Les relations entre l’Italie et la France sont « tourmentées », des relations bilatérales marquées par des hauts et des bas, des moments de rapprochement – le traité du Quirinal entré en vigueur en février en est l’exemple le plus pertinent – et des phases dans lesquelles les deux pays se rapprochent en directions différentes, opposées. Il est vrai que Paris a bien décidé ces dernières heures de « sécuriser » la frontière avec l’Italie en vue de mesures d’endiguement de la pression migratoire, d’autre part, sur proposition de la Commission européenne et vis-à-vis de l’Eurogroupe et Lors de la réunion informelle du Conseil Ecofin de Stockholm, qui aura lieu ce week-end, cherchera à coopérer avec Rome (et inversement) sur le jeu qui conduira à de nouvelles règles budgétaires européennes à partir de l’année prochaine. Un match dans lequel l’Italie et la France jouent contre les pays qui tirent des tirs au but, avec l’Allemagne en tête.
Migrants, 150 autres agents en service à la frontière avec l’Italie
La Première ministre française Elisabeth Borne, fervente partisane du président Macron, a annoncé la mobilisation « dès la semaine prochaine » de « 150 policiers et gendarmes supplémentaires dans les Alpes-Maritimes » dans le sud-est du pays pour « faire face à la déferlante ». Pression migratoire à la frontière italienne ». A travers le prisme de Paris, les flux dits « secondaires » sont considérés, c’est-à-dire les migrants, y compris les réfugiés et les demandeurs d’asile, qui pour diverses raisons quittent le pays où ils sont arrivés pour chercher une protection ou une réinstallation permanente ailleurs.
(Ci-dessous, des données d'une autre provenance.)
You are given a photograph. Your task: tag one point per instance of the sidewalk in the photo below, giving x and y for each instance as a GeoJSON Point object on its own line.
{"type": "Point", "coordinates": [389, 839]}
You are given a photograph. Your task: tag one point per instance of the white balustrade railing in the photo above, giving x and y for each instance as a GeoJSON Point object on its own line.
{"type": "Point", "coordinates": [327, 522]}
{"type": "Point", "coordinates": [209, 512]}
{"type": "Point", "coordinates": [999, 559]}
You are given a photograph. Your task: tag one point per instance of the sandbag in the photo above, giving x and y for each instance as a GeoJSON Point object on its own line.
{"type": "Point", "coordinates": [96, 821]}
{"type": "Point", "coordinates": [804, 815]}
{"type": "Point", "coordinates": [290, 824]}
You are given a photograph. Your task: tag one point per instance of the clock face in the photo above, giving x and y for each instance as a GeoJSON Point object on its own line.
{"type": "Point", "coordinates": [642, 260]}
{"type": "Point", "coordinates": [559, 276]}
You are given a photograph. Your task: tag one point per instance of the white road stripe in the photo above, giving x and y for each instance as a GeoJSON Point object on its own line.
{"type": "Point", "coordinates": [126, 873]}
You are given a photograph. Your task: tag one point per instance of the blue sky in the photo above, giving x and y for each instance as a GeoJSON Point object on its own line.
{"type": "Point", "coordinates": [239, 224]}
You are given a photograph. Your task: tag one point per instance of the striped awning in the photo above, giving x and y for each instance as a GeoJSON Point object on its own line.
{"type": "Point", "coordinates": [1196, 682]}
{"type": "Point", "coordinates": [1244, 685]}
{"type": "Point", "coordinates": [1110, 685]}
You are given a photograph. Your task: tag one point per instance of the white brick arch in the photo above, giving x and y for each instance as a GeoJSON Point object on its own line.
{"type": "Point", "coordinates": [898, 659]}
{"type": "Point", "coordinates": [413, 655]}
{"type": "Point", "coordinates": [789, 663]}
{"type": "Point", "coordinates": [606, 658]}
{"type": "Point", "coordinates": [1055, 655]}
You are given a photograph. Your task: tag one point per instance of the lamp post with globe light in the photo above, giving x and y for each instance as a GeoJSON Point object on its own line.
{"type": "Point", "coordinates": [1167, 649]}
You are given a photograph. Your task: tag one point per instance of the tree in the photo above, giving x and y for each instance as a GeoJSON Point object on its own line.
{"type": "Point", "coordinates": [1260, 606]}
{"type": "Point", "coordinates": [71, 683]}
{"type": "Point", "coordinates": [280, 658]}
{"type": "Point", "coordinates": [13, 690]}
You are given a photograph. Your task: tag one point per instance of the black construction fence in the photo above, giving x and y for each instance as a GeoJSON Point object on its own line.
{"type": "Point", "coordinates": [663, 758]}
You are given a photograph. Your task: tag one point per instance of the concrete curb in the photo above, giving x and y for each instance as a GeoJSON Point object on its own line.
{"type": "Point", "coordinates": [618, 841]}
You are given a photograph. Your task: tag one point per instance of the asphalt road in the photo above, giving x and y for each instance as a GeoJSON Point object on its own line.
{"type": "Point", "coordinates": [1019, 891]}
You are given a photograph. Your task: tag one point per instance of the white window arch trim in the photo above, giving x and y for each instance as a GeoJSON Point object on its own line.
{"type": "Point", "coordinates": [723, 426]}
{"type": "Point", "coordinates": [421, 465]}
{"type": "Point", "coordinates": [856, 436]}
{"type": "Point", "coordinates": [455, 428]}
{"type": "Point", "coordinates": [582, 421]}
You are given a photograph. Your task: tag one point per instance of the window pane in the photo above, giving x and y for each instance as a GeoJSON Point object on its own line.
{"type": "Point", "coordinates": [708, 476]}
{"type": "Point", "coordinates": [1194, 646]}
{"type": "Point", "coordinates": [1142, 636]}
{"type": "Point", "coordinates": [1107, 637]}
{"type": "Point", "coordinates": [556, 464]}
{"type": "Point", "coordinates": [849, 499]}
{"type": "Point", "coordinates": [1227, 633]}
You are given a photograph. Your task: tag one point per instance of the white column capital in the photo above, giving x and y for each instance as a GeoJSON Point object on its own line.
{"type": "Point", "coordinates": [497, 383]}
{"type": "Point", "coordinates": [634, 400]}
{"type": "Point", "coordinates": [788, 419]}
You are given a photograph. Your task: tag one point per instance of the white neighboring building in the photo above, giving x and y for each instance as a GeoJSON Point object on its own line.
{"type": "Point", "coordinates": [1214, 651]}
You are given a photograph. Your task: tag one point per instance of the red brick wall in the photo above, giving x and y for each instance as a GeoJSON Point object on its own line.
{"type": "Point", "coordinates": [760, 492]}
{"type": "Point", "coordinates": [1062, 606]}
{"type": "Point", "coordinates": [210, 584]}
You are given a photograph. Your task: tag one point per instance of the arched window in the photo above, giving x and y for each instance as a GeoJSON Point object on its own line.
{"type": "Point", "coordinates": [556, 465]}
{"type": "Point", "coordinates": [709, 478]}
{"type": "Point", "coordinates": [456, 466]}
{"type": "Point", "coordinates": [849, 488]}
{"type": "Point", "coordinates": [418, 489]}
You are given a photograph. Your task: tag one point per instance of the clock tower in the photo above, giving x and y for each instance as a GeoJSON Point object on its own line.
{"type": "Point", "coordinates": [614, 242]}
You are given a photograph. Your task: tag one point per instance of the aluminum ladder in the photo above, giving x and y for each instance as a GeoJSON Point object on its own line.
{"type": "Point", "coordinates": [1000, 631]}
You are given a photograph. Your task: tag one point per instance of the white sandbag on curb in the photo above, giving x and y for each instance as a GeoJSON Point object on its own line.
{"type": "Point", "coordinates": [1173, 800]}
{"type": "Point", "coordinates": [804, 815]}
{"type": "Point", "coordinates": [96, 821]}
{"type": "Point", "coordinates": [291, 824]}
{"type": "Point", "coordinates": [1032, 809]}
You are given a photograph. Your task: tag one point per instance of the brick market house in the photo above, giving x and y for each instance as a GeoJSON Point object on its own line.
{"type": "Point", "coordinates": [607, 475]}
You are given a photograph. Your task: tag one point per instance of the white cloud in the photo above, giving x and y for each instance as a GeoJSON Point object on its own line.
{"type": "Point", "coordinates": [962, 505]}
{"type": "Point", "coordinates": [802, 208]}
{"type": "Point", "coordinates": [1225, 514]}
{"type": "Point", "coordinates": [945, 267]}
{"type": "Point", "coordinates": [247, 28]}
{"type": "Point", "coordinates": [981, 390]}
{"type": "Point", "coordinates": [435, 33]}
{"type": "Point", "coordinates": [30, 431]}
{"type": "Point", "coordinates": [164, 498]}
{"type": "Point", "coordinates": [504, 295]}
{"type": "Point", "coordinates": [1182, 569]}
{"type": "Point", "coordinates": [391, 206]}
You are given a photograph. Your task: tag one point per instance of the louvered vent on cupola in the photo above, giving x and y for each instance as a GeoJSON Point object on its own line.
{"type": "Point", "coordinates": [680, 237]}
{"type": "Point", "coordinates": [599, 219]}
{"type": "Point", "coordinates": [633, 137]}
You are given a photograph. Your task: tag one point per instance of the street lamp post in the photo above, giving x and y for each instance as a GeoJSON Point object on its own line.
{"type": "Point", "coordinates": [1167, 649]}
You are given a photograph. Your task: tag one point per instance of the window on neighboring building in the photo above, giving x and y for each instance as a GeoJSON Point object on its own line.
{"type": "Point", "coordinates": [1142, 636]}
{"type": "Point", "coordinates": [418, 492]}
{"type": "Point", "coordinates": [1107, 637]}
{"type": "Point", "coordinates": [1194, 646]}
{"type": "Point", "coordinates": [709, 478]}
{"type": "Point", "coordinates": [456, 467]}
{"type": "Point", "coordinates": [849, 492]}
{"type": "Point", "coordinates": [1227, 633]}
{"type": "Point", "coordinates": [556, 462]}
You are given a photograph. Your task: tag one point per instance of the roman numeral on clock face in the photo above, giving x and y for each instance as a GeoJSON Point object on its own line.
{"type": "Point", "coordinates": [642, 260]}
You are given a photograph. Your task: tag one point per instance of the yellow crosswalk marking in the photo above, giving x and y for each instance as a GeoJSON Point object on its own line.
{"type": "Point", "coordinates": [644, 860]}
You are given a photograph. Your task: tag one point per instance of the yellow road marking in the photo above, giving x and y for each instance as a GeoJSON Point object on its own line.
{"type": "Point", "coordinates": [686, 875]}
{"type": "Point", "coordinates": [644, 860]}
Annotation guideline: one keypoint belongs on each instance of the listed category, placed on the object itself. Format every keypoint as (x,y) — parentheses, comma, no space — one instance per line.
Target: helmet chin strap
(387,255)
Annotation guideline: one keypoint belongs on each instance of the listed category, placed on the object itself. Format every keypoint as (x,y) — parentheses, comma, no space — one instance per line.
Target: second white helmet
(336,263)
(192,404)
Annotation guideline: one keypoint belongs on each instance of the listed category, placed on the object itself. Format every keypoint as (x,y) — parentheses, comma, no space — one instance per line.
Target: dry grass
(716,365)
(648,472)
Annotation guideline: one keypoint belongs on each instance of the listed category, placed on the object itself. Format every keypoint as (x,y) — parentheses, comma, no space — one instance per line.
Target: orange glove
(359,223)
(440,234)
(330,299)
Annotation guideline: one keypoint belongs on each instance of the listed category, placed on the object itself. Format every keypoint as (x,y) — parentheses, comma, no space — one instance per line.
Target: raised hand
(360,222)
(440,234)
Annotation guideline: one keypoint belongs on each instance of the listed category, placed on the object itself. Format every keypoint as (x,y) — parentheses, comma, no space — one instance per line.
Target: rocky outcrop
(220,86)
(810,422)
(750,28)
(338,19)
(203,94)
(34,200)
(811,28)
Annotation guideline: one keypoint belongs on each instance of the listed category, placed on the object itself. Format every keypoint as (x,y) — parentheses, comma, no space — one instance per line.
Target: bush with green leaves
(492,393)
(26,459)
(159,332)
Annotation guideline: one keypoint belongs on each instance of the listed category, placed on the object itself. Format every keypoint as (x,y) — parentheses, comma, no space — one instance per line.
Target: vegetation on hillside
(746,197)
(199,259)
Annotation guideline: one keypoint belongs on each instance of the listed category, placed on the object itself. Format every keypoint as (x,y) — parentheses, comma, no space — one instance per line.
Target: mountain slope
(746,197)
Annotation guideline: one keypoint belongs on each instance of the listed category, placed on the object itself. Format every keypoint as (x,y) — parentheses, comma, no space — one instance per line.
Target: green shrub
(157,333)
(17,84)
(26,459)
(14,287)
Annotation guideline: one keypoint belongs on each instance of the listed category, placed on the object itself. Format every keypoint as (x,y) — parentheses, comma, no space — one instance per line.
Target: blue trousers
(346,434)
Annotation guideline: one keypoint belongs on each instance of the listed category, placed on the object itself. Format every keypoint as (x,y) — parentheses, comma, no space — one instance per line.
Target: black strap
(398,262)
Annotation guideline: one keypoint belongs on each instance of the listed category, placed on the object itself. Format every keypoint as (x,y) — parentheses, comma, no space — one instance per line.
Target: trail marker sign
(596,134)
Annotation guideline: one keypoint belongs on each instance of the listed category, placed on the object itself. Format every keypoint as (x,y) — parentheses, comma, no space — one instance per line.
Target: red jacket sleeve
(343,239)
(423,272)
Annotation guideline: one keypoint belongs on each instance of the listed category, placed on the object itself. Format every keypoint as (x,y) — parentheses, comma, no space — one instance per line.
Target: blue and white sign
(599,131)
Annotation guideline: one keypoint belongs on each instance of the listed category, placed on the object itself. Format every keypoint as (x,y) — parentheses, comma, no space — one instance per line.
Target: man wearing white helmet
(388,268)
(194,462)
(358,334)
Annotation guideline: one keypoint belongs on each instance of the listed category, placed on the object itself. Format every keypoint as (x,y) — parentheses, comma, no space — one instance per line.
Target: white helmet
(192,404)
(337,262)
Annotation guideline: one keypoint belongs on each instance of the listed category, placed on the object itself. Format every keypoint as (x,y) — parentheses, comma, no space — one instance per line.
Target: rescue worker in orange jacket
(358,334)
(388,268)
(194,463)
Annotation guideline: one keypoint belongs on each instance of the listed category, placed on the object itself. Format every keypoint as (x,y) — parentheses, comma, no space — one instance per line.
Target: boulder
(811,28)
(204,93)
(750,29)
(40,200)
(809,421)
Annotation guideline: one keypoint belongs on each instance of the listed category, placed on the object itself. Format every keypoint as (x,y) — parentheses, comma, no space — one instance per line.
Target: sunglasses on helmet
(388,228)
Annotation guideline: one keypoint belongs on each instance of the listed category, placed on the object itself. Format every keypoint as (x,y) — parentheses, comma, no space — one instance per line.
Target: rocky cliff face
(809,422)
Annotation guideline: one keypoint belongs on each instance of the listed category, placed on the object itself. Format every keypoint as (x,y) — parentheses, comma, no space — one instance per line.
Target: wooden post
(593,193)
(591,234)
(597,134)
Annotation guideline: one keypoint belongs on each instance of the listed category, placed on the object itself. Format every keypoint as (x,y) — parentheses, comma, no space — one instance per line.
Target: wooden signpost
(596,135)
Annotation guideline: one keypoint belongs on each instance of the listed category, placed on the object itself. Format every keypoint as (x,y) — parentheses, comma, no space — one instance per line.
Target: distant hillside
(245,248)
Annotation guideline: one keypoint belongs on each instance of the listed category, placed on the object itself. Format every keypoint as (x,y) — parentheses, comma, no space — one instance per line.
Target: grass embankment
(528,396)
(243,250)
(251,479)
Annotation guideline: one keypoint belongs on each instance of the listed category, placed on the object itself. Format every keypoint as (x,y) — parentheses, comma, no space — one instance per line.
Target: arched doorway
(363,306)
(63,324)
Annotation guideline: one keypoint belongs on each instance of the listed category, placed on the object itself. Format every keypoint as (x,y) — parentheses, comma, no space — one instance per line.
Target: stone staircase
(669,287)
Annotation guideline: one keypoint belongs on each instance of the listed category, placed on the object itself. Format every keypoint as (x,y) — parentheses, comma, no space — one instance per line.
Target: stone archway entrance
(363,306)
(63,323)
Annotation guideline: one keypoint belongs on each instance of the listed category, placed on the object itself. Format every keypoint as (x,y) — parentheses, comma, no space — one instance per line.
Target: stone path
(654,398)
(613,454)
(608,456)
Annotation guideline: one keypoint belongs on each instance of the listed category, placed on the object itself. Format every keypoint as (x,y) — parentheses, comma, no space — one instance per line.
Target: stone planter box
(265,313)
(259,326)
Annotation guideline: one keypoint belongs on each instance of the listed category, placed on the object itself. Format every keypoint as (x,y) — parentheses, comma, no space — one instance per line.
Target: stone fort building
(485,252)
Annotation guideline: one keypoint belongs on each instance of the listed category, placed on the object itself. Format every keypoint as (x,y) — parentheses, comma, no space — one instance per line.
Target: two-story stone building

De par sa situation géographique, l’Italie est l’un des principaux pays d’arrivée. Selon le règlement de Dublin, un migrant arrivant d’un pays tiers doit demander l’asile dans le premier pays de l’Union européenne où il arrive.
De son côté, l’Italie a demandé à Bruxelles de mettre en place un mécanisme de solidarité permanent et contraignant qui tienne compte des besoins réels des Etats membres. Le « Mécanisme de solidarité volontaire », activé après la déclaration de Luxembourg du 10 juin 2022, adoptée par le Conseil Affaires intérieures, prévoyait la relocalisation annuelle de 10.000 migrants. Cependant, au 23 avril, 13 pays se sont engagés à participer à la réinstallation pour un total de 8 289 quotas transferts effectifs depuis l’Italie Seuls 582 ont été enregistrés par le ministère de l’Intérieur : 525 en Allemagne (contre une promesse de 3 500), 38 en France (sur 3 000), 4 au Portugal (sur 350), 10 en Croatie (sur 60) et 5 au Luxembourg (sur 50).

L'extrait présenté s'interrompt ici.